Key capabilities the SDK brings to this project:

  • Session management: Maintains conversation context across multiple agent interactions
  • Tool orchestration: Automatically invokes defined tools when the model requests them
  • Streaming support: Real-time response streaming for responsive user interfaces
  • Provider abstraction: Works with any OpenAI-compatible API through the BYOK configuration

Foundry Local

Foundry Local brings Azure AI Foundry's model catalog to your local machine. It automatically selects the best available hardware acceleration—GPU, NPU, or CP, and exposes models through an OpenAI-compatible API on localhost. Models run entirely on-device with no telemetry or data transmission.

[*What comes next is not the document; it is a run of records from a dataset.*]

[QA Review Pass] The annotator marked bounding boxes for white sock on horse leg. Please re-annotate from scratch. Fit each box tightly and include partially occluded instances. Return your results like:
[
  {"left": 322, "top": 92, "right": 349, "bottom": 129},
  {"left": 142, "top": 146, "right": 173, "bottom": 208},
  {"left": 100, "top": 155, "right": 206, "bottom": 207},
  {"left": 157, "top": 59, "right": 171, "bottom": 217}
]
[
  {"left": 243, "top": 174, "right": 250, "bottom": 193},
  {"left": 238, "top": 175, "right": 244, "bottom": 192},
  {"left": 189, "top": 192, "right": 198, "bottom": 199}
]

For this project, Foundry Local provides:

  • On-device inference: All AI processing happens locally, ensuring complete data privacy
  • Dynamic port allocation: The SDK auto-detects the Foundry Local endpoint, eliminating configuration hassle
  • Model flexibility: Swap between models like qwen2.5-coder-1.5b, phi-3-mini, or larger variants based on your hardware
  • OpenAI API compatibility: Standard API format means the GitHub Copilot SDK works without modification

The BYOK Integration

The entire connection between the GitHub Copilot SDK and Foundry Local happens through a single configuration object. This BYOK (Bring Your Own Key) pattern tells the SDK to route all inference requests to your local model instead of cloud services:

const session = await client.createSession({
  model: modelId,
  provider: {
    type: "openai",               // Foundry Local speaks OpenAI's API format
    baseUrl: proxyBaseUrl,        // Streaming proxy → Foundry Local
    apiKey: manager.apiKey,
    wireApi: "completions",       // Chat Completions API
  },
  streaming: true,
  tools: [ /* your defined tools */ ],
});

This configuration is the key insight: with one config object, you've redirected an entire agent framework to run on local hardware. No code changes to the SDK, no special adapters—just standard OpenAI-compatible API communication.

Architecture Overview

The Local Repo Patch Agent implements a layered architecture where each component has a clear responsibility. Understanding this flow helps when extending or debugging the system.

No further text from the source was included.